Council chiefs have vowed to complete the turnaround of Calderdale’s previously “failing” children’s services department.

Back in 2010 Children’s Services was slammed as “inadequate” by independent inspectors and Government monitoring was put in place.

Since then council bosses have carried out a massive overhaul of the service, which looks after vulnerable children and youngsters in care and foster homes.

Now the latest Ofsted inspection has lifted Calderdale’s rating to “requires improvement”, effectively a “satisfactory” verdict.

Government monitoring is likely to end later this year but Clr Colin Raistrick, Cabinet member for children’s services, and Stuart Smith, director for children and young people’s services, insist the improvement will continue.

“Historically we have been very poor,” said Clr Raistrick. “But there has been a major culture change and this is a huge step forward.

“Previously we were at the bottom end of ‘inadequate’ and now we are at the top end of ‘requires improvement’. This is a journey and we are going in the right direction.”

Ofsted inspectors gave the council a clean bill of health on all but adoption.

The report said between 2011 and 2014 children waited an average of 742 days from coming into care to being placed for adoption – 114 days longer than the national average.

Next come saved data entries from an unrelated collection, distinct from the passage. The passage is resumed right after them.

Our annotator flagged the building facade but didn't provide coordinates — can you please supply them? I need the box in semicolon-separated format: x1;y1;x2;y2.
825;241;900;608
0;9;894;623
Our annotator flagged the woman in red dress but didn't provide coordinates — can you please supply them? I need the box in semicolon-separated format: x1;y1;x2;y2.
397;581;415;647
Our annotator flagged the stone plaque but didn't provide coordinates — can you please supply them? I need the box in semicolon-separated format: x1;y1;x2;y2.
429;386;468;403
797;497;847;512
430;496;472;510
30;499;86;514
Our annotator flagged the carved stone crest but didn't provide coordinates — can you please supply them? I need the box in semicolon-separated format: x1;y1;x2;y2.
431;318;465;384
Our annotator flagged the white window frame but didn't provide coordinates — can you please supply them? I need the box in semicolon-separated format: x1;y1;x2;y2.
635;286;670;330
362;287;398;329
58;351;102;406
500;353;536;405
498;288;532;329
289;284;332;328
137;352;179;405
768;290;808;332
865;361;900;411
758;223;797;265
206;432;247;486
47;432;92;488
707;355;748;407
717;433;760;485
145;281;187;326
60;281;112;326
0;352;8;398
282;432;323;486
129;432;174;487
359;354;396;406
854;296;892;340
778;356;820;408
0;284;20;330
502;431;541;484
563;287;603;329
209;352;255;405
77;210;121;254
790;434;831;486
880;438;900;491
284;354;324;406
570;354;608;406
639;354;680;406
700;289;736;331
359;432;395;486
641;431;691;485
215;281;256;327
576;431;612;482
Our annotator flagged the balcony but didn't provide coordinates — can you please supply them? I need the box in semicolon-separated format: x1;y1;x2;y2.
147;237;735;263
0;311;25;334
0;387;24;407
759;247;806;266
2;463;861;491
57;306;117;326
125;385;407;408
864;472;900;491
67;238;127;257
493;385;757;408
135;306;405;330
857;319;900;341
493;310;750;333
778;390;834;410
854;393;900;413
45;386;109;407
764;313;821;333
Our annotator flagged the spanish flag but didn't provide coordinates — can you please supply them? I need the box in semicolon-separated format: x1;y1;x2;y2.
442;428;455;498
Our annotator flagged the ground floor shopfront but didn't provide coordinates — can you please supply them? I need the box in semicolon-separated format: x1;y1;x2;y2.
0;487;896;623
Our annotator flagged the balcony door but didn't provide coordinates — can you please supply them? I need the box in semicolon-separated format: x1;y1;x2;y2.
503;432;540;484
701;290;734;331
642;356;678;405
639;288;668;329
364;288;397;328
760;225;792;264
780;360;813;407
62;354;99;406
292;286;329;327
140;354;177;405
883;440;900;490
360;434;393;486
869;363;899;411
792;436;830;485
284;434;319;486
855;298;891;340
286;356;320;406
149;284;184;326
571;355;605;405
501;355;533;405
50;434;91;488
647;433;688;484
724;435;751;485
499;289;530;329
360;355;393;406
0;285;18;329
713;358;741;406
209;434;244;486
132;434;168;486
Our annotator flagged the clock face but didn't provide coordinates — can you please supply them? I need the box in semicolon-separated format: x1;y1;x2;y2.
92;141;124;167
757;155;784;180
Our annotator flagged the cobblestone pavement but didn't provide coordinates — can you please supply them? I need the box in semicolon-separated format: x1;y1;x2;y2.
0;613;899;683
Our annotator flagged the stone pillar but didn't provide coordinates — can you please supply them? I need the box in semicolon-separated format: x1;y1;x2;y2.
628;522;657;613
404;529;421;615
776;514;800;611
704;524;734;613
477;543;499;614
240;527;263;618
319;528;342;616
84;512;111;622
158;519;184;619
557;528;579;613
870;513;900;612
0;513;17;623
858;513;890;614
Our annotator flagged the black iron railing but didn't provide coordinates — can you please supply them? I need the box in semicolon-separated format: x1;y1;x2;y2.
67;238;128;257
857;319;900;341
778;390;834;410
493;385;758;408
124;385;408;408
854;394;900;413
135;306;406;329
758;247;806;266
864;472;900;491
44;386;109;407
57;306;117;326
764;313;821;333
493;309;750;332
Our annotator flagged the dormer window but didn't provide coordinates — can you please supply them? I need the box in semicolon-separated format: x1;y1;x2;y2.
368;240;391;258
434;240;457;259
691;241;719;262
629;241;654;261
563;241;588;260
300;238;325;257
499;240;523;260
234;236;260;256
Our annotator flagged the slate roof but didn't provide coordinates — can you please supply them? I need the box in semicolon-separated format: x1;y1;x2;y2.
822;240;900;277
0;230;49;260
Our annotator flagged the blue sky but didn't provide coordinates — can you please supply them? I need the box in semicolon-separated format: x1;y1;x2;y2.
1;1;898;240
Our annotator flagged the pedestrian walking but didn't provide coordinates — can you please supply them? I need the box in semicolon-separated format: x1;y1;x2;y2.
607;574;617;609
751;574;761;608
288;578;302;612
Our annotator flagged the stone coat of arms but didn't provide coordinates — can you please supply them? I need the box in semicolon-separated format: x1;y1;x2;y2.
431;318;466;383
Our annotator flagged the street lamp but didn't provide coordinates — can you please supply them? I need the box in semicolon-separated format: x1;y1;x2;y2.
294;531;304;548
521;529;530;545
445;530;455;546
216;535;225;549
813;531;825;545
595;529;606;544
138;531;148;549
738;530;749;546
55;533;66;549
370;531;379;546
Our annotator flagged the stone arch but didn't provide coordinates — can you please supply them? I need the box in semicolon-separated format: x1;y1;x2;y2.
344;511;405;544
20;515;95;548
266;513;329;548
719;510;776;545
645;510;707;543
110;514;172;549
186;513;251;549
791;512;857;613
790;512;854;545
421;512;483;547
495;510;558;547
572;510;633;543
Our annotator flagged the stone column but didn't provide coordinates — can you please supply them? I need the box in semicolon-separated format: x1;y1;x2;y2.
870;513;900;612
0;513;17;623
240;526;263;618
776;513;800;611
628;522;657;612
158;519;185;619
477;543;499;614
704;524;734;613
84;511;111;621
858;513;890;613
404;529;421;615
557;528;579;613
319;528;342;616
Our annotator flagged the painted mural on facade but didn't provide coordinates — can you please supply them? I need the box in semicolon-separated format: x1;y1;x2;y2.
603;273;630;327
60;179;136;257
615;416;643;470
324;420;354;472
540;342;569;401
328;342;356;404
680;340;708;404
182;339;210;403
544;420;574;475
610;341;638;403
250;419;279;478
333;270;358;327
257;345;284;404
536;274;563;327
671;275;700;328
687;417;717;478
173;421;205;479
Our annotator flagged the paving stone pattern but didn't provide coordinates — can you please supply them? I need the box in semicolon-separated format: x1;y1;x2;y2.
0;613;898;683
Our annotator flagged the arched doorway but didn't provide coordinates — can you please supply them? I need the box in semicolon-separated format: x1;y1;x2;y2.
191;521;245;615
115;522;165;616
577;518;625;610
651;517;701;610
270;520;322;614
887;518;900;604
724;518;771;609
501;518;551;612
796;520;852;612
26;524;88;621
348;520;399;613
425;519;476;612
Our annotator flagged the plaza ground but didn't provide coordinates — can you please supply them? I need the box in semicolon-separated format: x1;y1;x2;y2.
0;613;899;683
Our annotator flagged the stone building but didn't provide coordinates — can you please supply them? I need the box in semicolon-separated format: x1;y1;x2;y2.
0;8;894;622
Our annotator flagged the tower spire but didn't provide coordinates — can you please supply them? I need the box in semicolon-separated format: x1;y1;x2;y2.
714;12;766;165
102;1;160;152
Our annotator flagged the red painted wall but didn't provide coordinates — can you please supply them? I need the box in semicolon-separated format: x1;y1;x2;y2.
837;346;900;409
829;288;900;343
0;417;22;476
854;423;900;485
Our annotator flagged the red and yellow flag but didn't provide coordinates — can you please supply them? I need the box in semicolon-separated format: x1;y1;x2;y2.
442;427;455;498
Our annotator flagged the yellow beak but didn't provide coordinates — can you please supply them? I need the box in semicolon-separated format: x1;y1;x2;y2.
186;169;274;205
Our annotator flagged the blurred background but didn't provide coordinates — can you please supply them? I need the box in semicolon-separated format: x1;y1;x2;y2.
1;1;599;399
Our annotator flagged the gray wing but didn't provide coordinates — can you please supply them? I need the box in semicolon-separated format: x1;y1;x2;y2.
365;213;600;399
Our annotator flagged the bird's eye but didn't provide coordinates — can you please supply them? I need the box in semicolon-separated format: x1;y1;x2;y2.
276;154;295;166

The report, conducted over four weeks between January and February this year, said there had been a “slight deterioration” with the average wait now 746 days.

New procedures had been put in place but had not had time to take effect.

Clr Raistrick said one or two exceptional cases had skewed the figures but there was no room for complacency.

“We accept the verdict but we are being punished for not cheating when other local authorities may not have played by the same rules,” he said.

Mr Smith said the authority had been praised by inspectors for how it deals with child sexual exploitation.

A system called The Net ensured the council and police were alerted to warning signs such as children being absent from school or going missing from home.

Every morning at 10am there was a meeting between social workers and police to share information.